The training will cover the malware basics and frequently used malicious techniques, and will teach you how to use tools to analyze them. As a bonus, a gentle introduction to exploits and shellcode will be provided.
During the course, we will first grasp the assembly language, and then quickly move into reverse engineering fundamentals. We will work with practical hands-on labs and examples of real-world malware samples.
While the explanation of assembly and reverse engineering will be platform independent, the malicious samples we will examine will be specific to the Windows platform, on which we will work during the labs.
- Introduction to assembler, basic syntax, registers, variables, constants, arithmetic and logical instructions, conditions, loops, subroutines, stack, privileges levels, C-constructs in assembly language.
- Writing a small program in assembly.
- Introduction to reverse engineering; levels of abstraction; disassembly (IDA) and debugging (IDA debugger and OllyDbg).
- Memory management (segmentation, paging, real and virtual addresses).
- Windows internals:
- Process and thread, PE file format; alignments in PE file and in memory; libraries; linking and loading.

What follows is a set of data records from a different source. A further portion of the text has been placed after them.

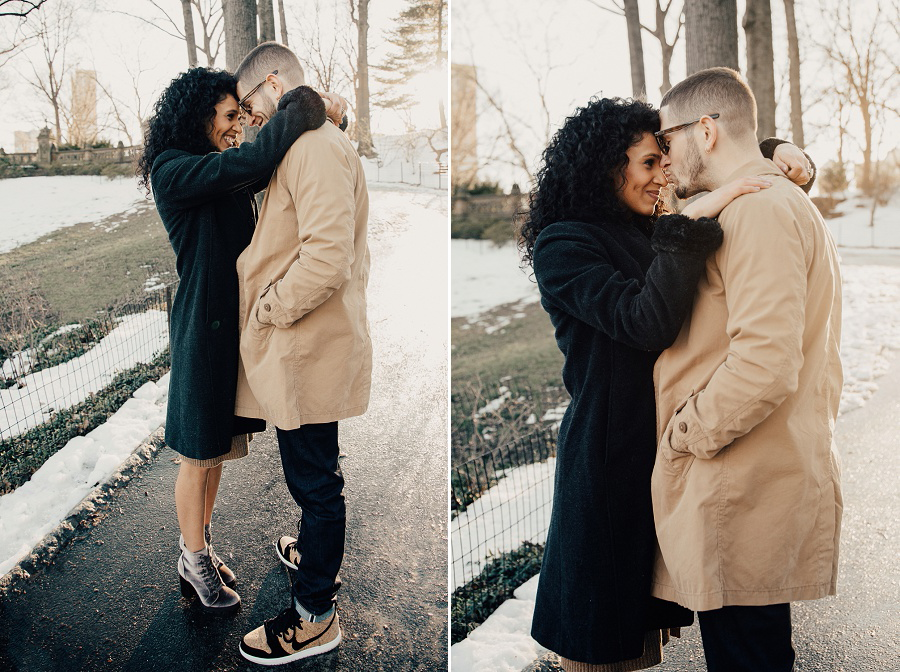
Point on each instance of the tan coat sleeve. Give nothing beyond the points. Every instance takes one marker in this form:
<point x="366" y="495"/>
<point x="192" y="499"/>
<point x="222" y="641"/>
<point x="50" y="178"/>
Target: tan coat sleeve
<point x="763" y="266"/>
<point x="321" y="184"/>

- Registry, security (security descriptors, tokens, integrity levels).
- Win API functions and system calls from RE view.

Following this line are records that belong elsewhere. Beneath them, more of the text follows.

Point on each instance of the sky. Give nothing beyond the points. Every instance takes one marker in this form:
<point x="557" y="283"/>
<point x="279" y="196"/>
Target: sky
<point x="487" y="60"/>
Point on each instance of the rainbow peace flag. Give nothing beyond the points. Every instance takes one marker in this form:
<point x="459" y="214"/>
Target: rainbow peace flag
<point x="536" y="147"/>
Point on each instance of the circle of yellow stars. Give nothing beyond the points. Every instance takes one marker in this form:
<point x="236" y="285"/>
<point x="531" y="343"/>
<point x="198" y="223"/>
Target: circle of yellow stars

- Basic malicious techniques – persistence, process injection and function hooking, file stealing, techniques used by common malware types (downloaders, droppers, keyloggers, backdoors).

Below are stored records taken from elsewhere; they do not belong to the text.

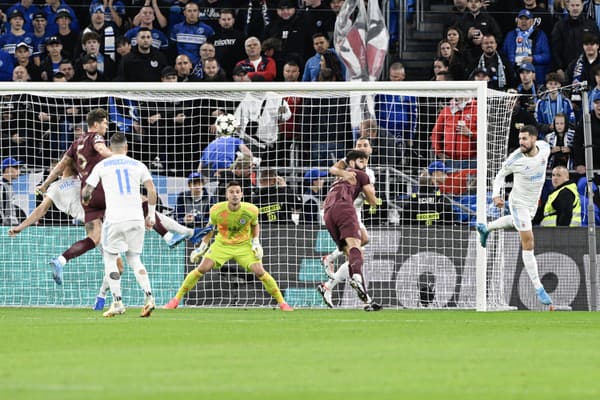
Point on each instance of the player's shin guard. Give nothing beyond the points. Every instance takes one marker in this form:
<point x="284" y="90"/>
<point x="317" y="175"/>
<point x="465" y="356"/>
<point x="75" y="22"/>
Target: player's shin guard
<point x="112" y="273"/>
<point x="79" y="248"/>
<point x="188" y="283"/>
<point x="141" y="275"/>
<point x="271" y="287"/>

- Other useful RE tools – CFF explorer, PEview, SysInternals, IDA python and plugins, Resource Hacker, PEiD, Fakenet, Wireshark, FAR manager and more.
- Obfuscation – anti-debug, anti-disassembly and anti-vm techniques and how to beat them manually, using tools and with scripting.
- Exploiting bugs (basics): memory corruption, logical bugs; creating and analyzing shellcode.
Who Should Take This Course
The training is suitable for anyone working in computer security field who has has little to no prior experience in assembly language, reverse engineering, malware analysis and exploitation. Targeted audience includes future malware analysts, malware researchers, system administrators, security officers, penetration testers, incident responders, software developers and anyone who wants to learn more about computer security or about computers in-depth.
Students should have a knowledge of basic programming concepts, and should be familiar with at least one of the following programing languages: C, C++, Python, Pascal or assembly.
Hardware & Software Requirement
Computer with virtual machine (for example VMWare or VirtualBox is suitable). The virtual machine must have: installed Windows OS 7 or higher with administrator privileges, at least 20 GB free space and 2 GB RAM. IDA Pro licensed is recommended, but IDA Freeware will be enough for the purposes of this training.
Filip Kafka Malware Researcher, ESET
Filip Kafka is a malware researcher at ESET's Malware Analysis Laboratory. His main responsibilities include detailed malware analyses and training new reverse engineers in the ESET Virus Lab, but his professional interests, as well as his latest research, focus on APTs. He is a regular speaker at security conferences including the Virus Bulletin conference, the AVAR conference, Caro Workshop and NorthSec conference. He has also been speaking at various events aimed at raising awareness about malware and computer security, presented for local universities. His teaching experience includes running reverse engineering and malware research workshops in London, Brno or Bratislava, and regularly lecturing a reverse engineering course at the Slovak University of Technology and the Comenius University.